Le 23 septembre 1122, le Concordat de Worms mettait fin à la querelle des investitures, conflit qui, au milieu du xie siècle, éclata entre le pape et l’empereur à propos de la pratique de l’investiture accordée aux évêques par les pouvoirs laïcs (investiture ecclésiastique). Des clercs réformateurs, désireux de lutter contre la simonie dans le clergé et contre le concubinage des prêtres, dénoncèrent alors une telle pratique comme la racine du mal. En 1059, Nicolas II promulgua un décret interdisant cet usage. La mesure fut reprise par ses successeurs qui l’inclurent dans un programme plus vaste de réforme de l’Église et de la société. L’empereur Henri IV, qui tenait à contrôler la désignation des évêques de l’Empire parce qu’il leur déléguait des pouvoirs régaliens, s’opposa à ces décisions. Il en résulta un long conflit, qu’on a appelé la querelle des Investitures.
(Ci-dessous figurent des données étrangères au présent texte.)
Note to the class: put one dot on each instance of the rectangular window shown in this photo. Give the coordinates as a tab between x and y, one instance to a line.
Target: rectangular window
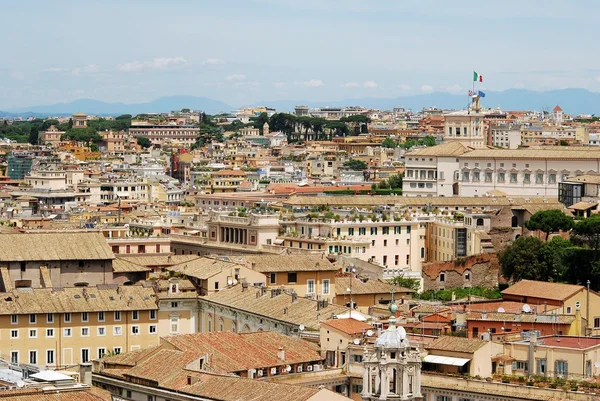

Henri IV ouvrit le feu en faisant déposer le pape par une assemblée d’évêques allemands et italiens. Grégoire VII riposta par l’excommunication et la déposition de l’empereur (1076), contre lequel, profitant de l’occasion, une partie des princes allemands se révolta. À Canossa (1077), le monarque sollicita son pardon en reconnaissant ses péchés, doté d’une faible escorte, attendant pendant trois jours, pieds nus, en costume de pénitent (l’expression « aller à Canossa » tirée de cet épisode de contrition sera popularisée par Bismarck, 8 siècles plus tard). Mais comme le pape le craignait, Henri IV en profite pour restaurer son autorité et reprendre la querelle. L’humiliation de Canossa débouche ainsi sur la victoire de l’empereur : il réunit un concile à sa dévotion afin que celui-ci nomme un nouveau pape plus conciliant.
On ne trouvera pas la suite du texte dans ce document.